Od chwili kiedy dostrzegł ją, znikającą za drzwiami do części szpitala, po których nie mógł się poruszać, uważnie obserwował korytarz, śledząc każdy ruch personelu. Udawał, że czeka na coś nonszalancko, a w rzeczywistości zerkał co chwilę w stronę drzwi z napisem tylko dla personelu i nerwowo podrygiwał nogą. Wiedział, że za nimi znajdowała się ona – detektyw, która nie tylko zajmowała się tą sprawą, ale była dla niego okazją, której zwyczajnie nie mógł przegapić.
Kiedy drzwi otworzyły się z cichym skrzypnięciem, poczuł zastrzyk energii tak wielki, że nie usiedział na swoim miejscu. Nie zastanawiał się zbyt długo; wystarczył krok, może dwa, aby stanął na jej drodze, prostując się odruchowo, jakby jego wzrost miał dodać mu wiarygodności. Był drobny i szczupły, ale również dość wysoki, co w zestawieniu z eleganckim strojem i długim płaszczem dodawało mu odrobinę powagi, tej, której zaczynało brakować, gdy rozmówca zerkał na jego gładką, młodą twarz.

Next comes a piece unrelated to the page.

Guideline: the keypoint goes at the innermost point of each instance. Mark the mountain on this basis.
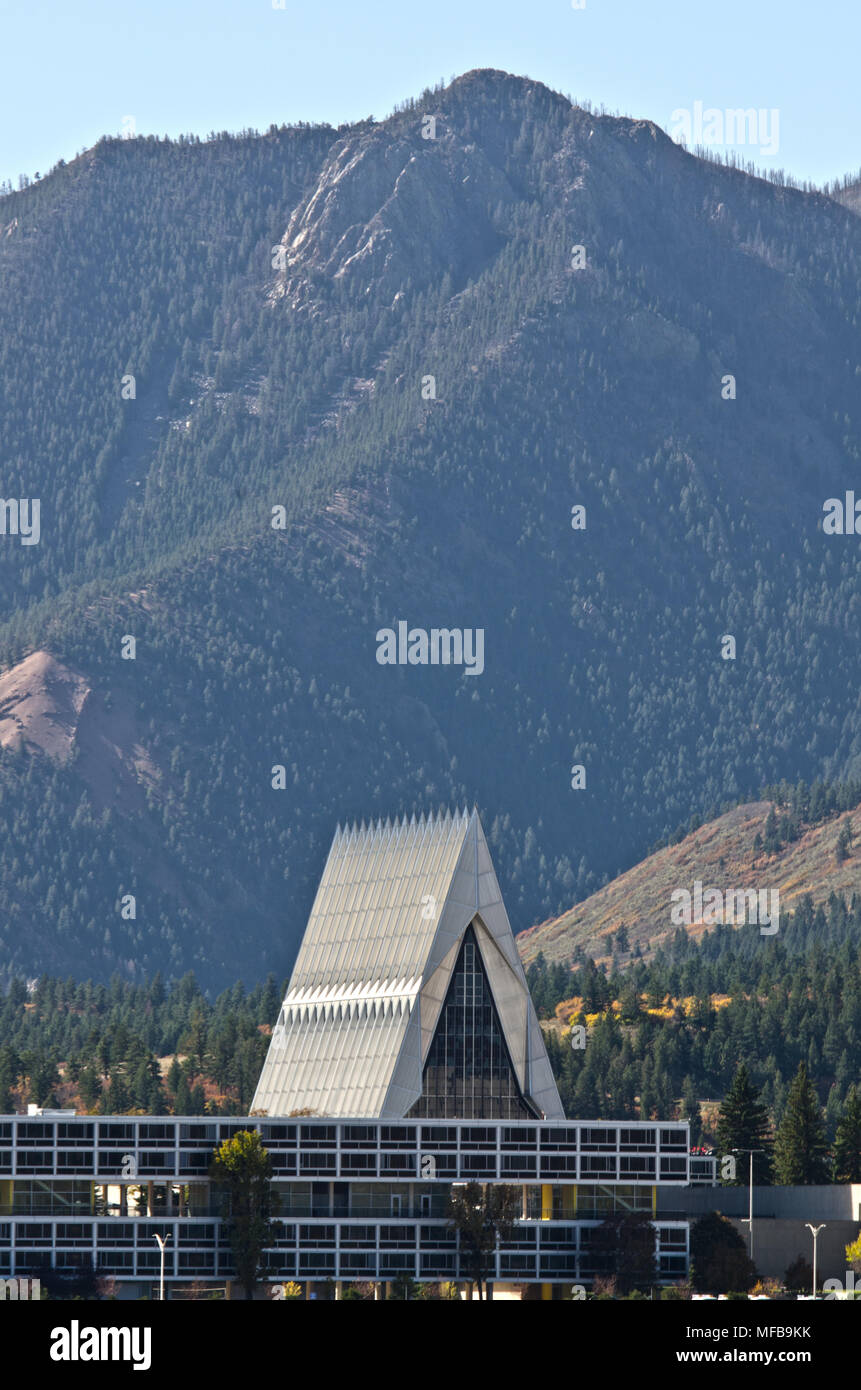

— Detektyw Winters? — Jego głos zabrzmiał nieco niżej, niż zamierzał, ale przynajmniej nie zadrżał. Szybkim ruchem wyciągnął do niej rękę. — Artemis Rosewood z Toronto Sun. Piszę o incydencie, który miał miejsce zeszłej nocy. — Podejrzewał, że doskonale widziała, czego chce, a jednak tylko czekał, kiedy spojrzy na niego z tą charakterystyczną ostrożnością ludzi, którzy za długo już słuchali półprawd i manipulacji. Wiedział, że wystarczy jeden nieostrożny ruch, jedno pytanie za dużo i rozmowa skończy się zanim na dobre się rozpoczęła, ale jakby pchany przez krążącą w jego żyłach adrenalinę, nie mógł się powstrzymać przed zadaniem pytania. — Wiem, że ofiara została znaleziona w dość nietypowych okolicznościach — zaczął ostrożnie. — Czy to prawda, że sposób działania napastnika wskazuje, że mógł znać ją wcześniej?
Pytanie zabrzmiało spokojnie, może nawet trochę zbyt neutralnie, ale ton jego głosu zdradzał, że kryło w sobie coś więcej: pragnienie, by rozwikłać tę historię zanim ktoś inny zrobi to za niego.
— Nie chcę snuć teorii, ale… to wygląda na coś więcej, niż przypadkowy atak, prawda? — rzucił, przyglądając jej się uważnie. Z każdego jej gestu próbował odczytać coś, czego nie zamierzała powiedzieć mu na głos. Był w tym dobry, w takim dostrzeganiu niuansów, w łączeniu kropek, zanim ktokolwiek zdołał zauważyć, że coś w ogóle jest do połączenia i naprawdę zdeterminowany, by dostać odpowiedzi, których pragnął.